23 Ik hoop dan wel dezen van stonde aan te zenden, zo haast als ik in mijn zaken zal voorzien hebben;
J'espère donc vous l'envoyer dès que j'apercevrai l'issue de ma situation;
24 Doch ik vertrouw in den Heere, dat ik ook zelf haast tot u komen zal.
et j'espère également du Seigneur que moi-même aussi je pourrai venir bientôt.
25 Maar ik heb nodig geacht tot u te zenden Epafroditus, mijn broeder, en medearbeider en medestrijder, en uw afgezondene, en bedienaar mijner nooddruft;
En attendant j'ai cru nécessaire de vous envoyer Epaphrodite mon frère, le compagnon de mes travaux et de mes combats, qui était venu de votre part pour subvenir à mes besoins.

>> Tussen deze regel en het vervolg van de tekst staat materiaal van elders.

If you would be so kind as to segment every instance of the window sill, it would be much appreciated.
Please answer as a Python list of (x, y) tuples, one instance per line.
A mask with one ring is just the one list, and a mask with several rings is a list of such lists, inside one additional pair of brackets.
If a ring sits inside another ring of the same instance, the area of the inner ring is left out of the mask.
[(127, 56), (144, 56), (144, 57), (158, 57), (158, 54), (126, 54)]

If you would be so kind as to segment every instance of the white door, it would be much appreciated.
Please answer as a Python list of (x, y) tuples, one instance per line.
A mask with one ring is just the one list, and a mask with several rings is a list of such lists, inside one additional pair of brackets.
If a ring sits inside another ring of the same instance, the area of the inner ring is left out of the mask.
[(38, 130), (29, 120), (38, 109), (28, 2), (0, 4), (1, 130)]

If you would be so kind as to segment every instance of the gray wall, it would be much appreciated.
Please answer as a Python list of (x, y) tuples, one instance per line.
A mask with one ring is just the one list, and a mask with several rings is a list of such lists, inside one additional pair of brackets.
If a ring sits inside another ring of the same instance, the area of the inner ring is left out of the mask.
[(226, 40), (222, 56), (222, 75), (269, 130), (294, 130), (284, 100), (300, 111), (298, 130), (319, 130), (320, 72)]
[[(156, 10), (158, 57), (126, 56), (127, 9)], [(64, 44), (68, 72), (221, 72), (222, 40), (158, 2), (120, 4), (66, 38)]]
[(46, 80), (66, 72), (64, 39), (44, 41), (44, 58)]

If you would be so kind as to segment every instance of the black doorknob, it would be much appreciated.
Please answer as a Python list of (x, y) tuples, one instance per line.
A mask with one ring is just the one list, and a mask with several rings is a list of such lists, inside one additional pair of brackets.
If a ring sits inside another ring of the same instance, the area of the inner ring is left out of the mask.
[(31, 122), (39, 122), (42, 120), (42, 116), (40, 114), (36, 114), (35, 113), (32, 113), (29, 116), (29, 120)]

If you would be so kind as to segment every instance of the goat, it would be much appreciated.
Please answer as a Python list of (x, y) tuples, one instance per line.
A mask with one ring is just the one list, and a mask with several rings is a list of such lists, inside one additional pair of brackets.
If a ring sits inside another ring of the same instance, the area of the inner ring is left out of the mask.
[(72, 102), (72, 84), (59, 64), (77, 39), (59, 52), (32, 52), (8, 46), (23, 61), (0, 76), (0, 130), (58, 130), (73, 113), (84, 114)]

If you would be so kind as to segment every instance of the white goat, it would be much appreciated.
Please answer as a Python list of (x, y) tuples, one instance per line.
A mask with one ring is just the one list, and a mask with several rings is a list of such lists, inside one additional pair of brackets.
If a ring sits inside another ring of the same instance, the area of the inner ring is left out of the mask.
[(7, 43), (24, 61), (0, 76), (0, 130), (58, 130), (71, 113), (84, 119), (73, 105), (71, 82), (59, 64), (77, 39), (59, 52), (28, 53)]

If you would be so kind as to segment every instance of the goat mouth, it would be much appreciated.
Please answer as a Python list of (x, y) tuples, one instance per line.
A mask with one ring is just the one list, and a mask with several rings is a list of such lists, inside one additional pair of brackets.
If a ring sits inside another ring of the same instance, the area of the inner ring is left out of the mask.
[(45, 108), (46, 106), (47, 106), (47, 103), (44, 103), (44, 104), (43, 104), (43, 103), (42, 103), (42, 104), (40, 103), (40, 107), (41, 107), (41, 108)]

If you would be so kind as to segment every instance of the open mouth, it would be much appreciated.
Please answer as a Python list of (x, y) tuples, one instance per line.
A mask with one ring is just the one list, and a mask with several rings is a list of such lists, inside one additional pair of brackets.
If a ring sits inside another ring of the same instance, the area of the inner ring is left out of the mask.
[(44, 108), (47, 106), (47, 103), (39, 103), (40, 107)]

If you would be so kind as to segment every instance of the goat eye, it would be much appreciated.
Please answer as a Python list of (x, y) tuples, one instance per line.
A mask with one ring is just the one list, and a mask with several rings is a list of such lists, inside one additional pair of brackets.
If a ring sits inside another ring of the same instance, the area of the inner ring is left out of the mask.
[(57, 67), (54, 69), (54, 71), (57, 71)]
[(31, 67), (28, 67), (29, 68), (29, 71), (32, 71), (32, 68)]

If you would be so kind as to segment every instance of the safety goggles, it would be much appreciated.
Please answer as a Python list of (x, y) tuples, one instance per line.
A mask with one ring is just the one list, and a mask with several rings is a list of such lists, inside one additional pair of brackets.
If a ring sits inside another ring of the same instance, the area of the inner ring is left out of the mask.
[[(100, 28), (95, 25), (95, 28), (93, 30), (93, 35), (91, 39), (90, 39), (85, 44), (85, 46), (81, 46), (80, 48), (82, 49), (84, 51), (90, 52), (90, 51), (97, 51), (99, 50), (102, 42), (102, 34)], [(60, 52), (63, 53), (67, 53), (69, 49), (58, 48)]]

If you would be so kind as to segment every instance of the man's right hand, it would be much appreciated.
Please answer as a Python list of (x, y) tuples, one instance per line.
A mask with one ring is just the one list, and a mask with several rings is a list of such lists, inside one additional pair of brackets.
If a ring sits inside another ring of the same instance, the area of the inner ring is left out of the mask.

26 Dewijl hij zeer begerig was naar u allen, en zeer beangst was, omdat gij gehoord hadt, dat hij krank was.
Car il désirait vous revoir tous, et il était fort en peine de ce que vous aviez appris sa maladie.
27 En hij is ook krank geweest tot nabij den dood; maar God heeft Zich zijner ontfermd; en niet alleen zijner, maar ook mijner, opdat ik niet droefheid op droefheid zou hebben.
Il a été, en effet, malade à mourir; mais Dieu a eu pitié de lui et non pas seulement de lui, mais aussi de moi, afin que je n'eusse pas tristesse sur tristesse.
28 Zo heb ik dan hem te spoediger gezonden, opdat gij, hem ziende, wederom u zoudt verblijden, en ik te min zou droevig zijn.
J'ai donc mis plus d'empressement à vous l'envoyer, afin que la joie vous revînt en le voyant, et que moi-même je fusse moins triste.
29 Ontvangt hem dan in den Heere, met alle blijdschap, en houdt dezulken in waarde.
Recevez-le donc dans le Seigneur, avec une joie entière, et honorez de tels hommes.
30 Want om het werk van Christus was hij tot nabij den dood gekomen, zijn leven niet achtende, opdat hij het gebrek uwer bediening aan mij vervullen zou.
Car c'est pour l'œuvre du Christ qu'il a été près de la mort, ayant mis sa vie en jeu, afin de vous suppléer dans le service que vous ne pouviez me rendre.